# Shopping for 55" Plasma



## wbz (Feb 27, 2011)

Looking for a 55" or 60" Plasma and I don't need or desire 3D. I'm looking for best bang for the buck. I'm a happy owner of an older Sharp Aquos 42" LCD that will be moving to another room so it should be an easy upgrade to a Plasma. 
Used to be that Panasonic was king of Plasmas. 
Anyone care to share a list of which ones would be in say the top 3?


----------



## lcaillo (May 2, 2006)

Panasonic for best value overall, IMO.


----------



## Robert Zohn (Aug 13, 2011)

I like Panasonic's new TC-P55ST50 for around $1600. If that's too high take a look at Panasonic's TC-P55UT50 for just under $1,400. 

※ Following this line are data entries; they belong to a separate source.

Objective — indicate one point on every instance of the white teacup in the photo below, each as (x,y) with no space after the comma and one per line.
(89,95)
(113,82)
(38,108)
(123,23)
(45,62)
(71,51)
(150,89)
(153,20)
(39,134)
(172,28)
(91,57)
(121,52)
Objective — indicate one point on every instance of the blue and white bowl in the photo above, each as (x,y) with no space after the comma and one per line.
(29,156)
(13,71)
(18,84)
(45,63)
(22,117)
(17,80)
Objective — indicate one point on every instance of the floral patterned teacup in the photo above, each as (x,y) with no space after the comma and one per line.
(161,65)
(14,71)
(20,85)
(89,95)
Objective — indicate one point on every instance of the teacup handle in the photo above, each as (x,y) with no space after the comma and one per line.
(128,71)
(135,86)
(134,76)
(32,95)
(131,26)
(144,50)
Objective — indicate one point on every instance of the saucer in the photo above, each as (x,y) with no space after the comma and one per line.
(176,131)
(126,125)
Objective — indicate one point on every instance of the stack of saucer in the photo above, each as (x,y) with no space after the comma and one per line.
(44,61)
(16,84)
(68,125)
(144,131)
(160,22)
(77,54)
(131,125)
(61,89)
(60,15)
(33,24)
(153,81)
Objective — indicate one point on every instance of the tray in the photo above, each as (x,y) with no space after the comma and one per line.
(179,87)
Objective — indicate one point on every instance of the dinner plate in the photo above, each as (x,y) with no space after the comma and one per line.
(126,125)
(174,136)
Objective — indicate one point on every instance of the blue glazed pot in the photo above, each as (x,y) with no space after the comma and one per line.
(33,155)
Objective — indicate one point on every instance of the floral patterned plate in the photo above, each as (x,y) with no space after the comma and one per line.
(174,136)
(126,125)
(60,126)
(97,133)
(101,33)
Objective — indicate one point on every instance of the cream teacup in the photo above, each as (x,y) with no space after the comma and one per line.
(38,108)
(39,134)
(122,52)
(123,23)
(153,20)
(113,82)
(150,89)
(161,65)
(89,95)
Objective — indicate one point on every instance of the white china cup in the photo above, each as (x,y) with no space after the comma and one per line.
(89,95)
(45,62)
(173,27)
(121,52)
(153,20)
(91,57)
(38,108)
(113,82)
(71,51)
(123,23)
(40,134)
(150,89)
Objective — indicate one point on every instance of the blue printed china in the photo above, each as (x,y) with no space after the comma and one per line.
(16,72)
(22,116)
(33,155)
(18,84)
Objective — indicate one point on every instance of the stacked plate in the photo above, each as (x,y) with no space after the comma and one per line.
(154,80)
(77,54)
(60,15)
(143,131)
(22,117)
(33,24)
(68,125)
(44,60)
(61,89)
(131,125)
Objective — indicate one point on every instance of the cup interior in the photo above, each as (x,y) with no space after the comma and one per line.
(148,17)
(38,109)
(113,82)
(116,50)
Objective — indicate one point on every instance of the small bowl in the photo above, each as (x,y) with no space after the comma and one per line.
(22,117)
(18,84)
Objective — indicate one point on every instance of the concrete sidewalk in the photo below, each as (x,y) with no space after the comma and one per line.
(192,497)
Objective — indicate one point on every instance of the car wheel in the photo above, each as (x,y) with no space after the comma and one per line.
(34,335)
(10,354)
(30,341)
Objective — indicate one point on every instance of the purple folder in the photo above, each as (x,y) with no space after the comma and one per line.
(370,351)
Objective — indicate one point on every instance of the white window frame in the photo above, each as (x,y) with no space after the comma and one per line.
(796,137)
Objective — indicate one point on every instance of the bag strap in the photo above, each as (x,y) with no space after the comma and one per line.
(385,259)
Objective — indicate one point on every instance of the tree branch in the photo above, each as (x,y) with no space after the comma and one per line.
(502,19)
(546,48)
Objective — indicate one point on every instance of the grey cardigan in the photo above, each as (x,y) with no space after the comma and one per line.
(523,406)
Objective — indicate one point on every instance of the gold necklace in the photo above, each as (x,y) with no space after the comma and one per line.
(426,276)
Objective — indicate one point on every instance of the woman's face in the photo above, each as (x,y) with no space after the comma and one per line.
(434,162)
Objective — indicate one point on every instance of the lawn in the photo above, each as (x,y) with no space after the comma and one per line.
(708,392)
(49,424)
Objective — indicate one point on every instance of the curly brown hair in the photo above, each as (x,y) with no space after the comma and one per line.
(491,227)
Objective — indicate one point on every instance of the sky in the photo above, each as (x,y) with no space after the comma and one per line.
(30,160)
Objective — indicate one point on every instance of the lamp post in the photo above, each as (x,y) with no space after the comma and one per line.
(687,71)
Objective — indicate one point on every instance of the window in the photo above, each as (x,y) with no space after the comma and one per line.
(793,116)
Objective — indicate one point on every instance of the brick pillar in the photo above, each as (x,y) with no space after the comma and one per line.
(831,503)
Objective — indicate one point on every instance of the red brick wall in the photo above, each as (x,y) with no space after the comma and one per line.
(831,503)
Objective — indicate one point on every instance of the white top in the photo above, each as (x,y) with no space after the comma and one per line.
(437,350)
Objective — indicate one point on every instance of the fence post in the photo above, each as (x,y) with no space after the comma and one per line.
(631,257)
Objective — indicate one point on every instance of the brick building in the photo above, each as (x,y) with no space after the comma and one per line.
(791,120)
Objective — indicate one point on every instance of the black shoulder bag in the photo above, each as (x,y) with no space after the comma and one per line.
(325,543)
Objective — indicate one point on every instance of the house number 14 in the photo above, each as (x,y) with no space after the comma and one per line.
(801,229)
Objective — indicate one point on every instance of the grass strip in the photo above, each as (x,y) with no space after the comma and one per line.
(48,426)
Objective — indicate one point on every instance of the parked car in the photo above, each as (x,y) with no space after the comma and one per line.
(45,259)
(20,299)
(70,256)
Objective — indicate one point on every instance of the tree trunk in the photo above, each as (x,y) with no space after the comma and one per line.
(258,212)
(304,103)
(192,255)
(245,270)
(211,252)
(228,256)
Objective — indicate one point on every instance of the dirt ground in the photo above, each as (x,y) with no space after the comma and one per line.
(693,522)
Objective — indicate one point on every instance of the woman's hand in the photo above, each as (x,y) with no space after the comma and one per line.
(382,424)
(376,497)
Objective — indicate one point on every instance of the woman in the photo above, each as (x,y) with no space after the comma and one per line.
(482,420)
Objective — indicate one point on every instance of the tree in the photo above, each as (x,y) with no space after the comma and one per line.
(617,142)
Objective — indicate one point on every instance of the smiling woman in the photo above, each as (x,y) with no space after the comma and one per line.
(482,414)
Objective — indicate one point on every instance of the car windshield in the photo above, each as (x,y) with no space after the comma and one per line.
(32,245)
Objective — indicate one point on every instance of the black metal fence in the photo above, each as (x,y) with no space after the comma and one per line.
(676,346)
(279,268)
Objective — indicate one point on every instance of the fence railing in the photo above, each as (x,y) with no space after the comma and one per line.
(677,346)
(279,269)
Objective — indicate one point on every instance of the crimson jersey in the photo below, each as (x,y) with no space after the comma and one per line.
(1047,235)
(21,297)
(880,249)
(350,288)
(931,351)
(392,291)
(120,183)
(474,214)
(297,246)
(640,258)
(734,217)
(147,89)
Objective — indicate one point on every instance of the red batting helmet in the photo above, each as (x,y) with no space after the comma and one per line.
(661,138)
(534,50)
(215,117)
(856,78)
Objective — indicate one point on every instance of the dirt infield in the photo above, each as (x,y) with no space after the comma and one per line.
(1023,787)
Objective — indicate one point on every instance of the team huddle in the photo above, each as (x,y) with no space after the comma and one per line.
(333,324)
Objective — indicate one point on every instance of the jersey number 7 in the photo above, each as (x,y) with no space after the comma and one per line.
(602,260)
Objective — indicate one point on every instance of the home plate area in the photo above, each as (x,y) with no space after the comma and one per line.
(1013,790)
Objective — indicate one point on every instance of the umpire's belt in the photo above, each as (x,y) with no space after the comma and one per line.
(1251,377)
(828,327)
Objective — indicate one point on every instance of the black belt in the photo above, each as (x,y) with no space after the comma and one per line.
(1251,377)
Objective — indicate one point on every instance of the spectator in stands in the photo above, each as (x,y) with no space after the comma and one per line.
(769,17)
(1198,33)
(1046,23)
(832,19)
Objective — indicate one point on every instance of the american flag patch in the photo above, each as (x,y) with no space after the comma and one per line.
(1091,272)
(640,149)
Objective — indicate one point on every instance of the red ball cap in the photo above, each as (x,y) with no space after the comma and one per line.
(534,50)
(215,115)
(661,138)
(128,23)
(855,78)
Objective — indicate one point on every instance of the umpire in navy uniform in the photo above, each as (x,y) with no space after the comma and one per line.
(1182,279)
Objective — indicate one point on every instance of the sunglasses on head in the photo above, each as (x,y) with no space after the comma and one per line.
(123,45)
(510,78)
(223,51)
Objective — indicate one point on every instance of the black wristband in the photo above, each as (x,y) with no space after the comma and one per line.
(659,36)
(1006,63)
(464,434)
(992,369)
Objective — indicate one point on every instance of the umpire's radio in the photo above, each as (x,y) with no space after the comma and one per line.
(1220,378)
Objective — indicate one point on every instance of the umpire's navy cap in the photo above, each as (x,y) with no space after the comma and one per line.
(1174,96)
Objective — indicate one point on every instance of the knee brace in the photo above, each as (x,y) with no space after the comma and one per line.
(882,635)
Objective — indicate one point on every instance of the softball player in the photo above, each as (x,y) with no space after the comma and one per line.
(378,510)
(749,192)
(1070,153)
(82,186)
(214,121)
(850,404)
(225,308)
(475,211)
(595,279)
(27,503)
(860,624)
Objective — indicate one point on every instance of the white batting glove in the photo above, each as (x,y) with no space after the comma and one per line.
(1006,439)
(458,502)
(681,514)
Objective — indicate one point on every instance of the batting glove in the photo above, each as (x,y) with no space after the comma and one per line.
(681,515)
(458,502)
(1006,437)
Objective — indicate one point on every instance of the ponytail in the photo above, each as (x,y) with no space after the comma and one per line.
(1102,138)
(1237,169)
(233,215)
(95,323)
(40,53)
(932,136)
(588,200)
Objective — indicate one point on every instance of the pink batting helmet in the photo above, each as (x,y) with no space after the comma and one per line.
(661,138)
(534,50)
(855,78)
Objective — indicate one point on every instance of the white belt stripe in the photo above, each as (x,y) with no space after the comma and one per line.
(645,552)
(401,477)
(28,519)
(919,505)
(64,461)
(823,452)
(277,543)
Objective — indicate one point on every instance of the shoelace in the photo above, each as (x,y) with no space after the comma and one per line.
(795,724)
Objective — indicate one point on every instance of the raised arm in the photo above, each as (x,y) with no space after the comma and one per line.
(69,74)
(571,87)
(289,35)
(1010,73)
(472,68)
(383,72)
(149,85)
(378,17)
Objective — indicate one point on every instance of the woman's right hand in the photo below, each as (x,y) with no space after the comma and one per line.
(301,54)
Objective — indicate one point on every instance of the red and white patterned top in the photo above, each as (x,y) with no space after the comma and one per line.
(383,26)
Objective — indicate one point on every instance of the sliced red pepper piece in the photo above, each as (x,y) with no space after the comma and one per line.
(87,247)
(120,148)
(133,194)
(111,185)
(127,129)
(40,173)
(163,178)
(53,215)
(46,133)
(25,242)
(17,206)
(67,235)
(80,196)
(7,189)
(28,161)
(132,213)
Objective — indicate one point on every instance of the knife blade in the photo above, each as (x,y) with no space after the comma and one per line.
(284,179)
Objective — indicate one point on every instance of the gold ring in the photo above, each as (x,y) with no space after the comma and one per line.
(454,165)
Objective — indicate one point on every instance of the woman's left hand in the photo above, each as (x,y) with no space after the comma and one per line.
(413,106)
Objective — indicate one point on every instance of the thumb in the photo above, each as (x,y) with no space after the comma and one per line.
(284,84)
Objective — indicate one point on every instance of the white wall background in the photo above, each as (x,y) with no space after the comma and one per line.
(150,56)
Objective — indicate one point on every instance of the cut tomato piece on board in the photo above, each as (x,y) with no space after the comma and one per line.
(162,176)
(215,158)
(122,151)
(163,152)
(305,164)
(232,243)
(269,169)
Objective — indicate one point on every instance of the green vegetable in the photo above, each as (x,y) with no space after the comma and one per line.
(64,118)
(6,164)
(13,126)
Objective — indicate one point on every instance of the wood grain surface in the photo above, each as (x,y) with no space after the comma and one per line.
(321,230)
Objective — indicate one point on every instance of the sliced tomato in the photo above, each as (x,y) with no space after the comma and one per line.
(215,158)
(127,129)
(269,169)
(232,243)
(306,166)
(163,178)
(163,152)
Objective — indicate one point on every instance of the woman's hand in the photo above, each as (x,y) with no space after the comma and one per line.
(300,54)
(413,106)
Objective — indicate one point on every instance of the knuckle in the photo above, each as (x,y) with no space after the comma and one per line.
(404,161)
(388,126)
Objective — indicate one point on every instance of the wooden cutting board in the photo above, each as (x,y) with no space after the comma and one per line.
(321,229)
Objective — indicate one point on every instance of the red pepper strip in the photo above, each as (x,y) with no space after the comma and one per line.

All of them are 3D capable, but that's the way all TV manufacturers' are going. 

-Robert


----------



## wbz (Feb 27, 2011)

So I went out to look at the Panny's, with the hope of a deal on a P55TST-30, and got distracted by the LG 60PA6500. Much to my surprise these newer tv's don't have an analog audio out! 
I'm not about to replace my stereo system just to get tv sound so now I guess I have to factor in an external DtoA converter. Has anyone done that and where there any drawbacks? (like clicks, pops, lost synch, etc)


----------